WGF Public Advocacy Initiatives:
WGF works to raise awareness of fundamental social inequalities to the media, to voters, to public officials, and corporate and nonprofit leaders. WGF engages in public advocacy not just to highlight current inequities but more importantly to aid the community in discovering viable solutions that will create sustained equity for all citizens. Public Advocacy efforts for 2009-2011 will be focused on:
- Articulating how women and girls are being impacted by the economic recession.
- Advocating for the needs of women and girls, and the agencies that serve them, to be included in local, state, and national economic stimulus efforts.
- Framing the regional wage gap as an inhibitor to regional economic growth, and advocating for regional efforts to decrease the regional gender wage gap.

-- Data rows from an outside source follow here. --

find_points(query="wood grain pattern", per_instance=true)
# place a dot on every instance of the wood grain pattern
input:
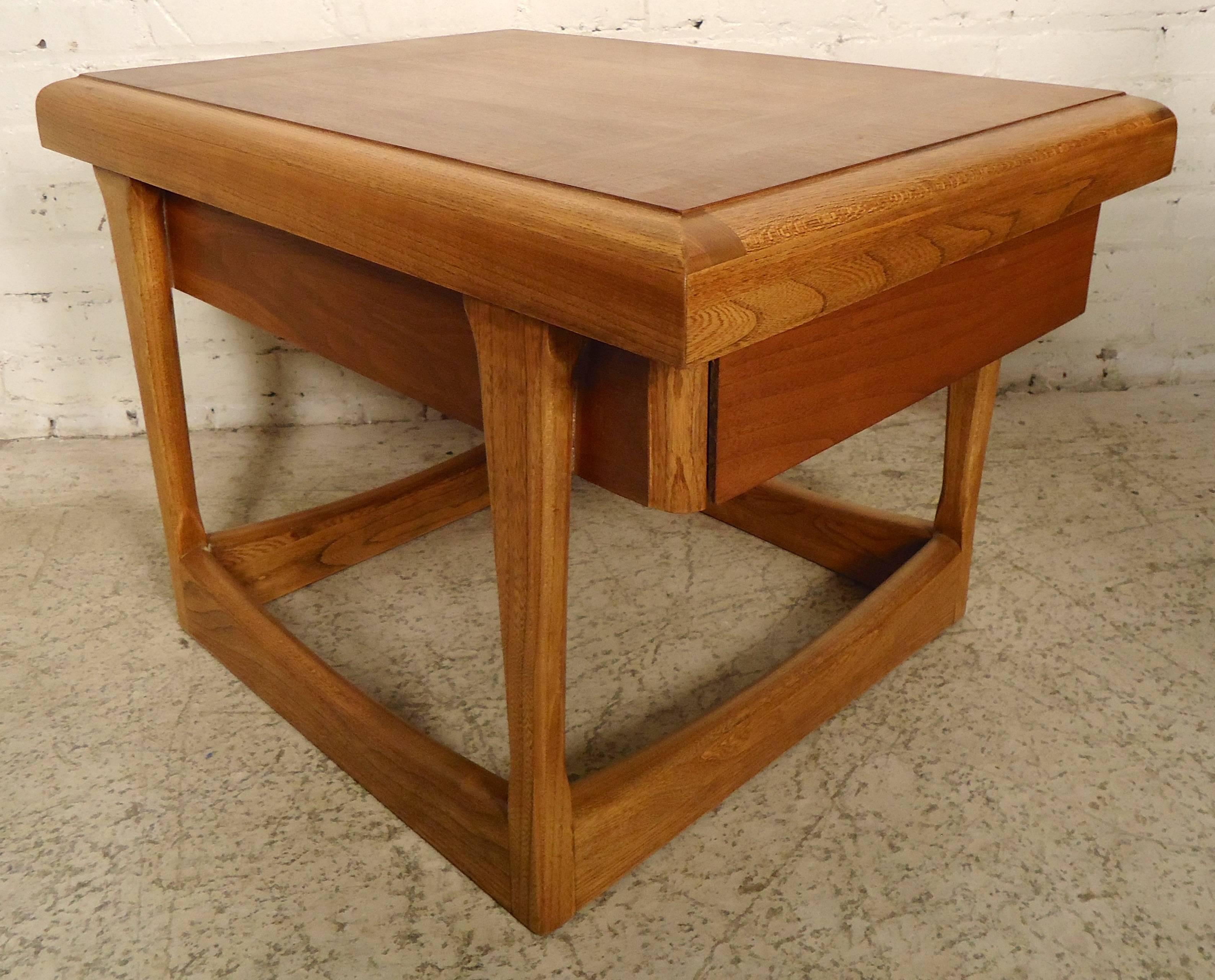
(786, 399)
(415, 338)
(626, 812)
(403, 332)
(825, 243)
(613, 422)
(277, 557)
(528, 398)
(137, 226)
(674, 127)
(967, 426)
(506, 240)
(678, 458)
(456, 806)
(863, 543)
(678, 287)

- Increasing female representation at the leadership levels of our region’s public and private sectors.
Zero No More
Since 2005, WGF has collaborated with the Pittsburgh Post-Gazette to benchmark annually the representation of women on the senior executive staffs and Board of Directors of Pittsburgh’s Fifty Publicly Traded Companies. Each year, after the data is published in the paper, we follow up with the CEOs of each of the companies. For those who do have women on their boards we congratulate them, we publish an ad in the Wall Street Journal (and Post-Gazette) celebrating the companies that added women to their board over the last year and we send letters to those who still do not have women on their boards offering our assistance in helping them meet their corporate diversity objectives to add women to their boards. In 2006 there were 26 companies out of the 50 with zero women on their boards, to date there are now 16. We are currently working with the Pittsburgh Post-Gazette to prepare the 2010 analysis. There is a community advisory group, led by WGF Board Members, which provides additional advice and peer networking and peer-to-peer advocacy on this topic. The message of the campaign is not that one woman on a board is enough, but the message is that zero is unacceptable. The campaign messaging focuses on the business case for corporate and board diversity.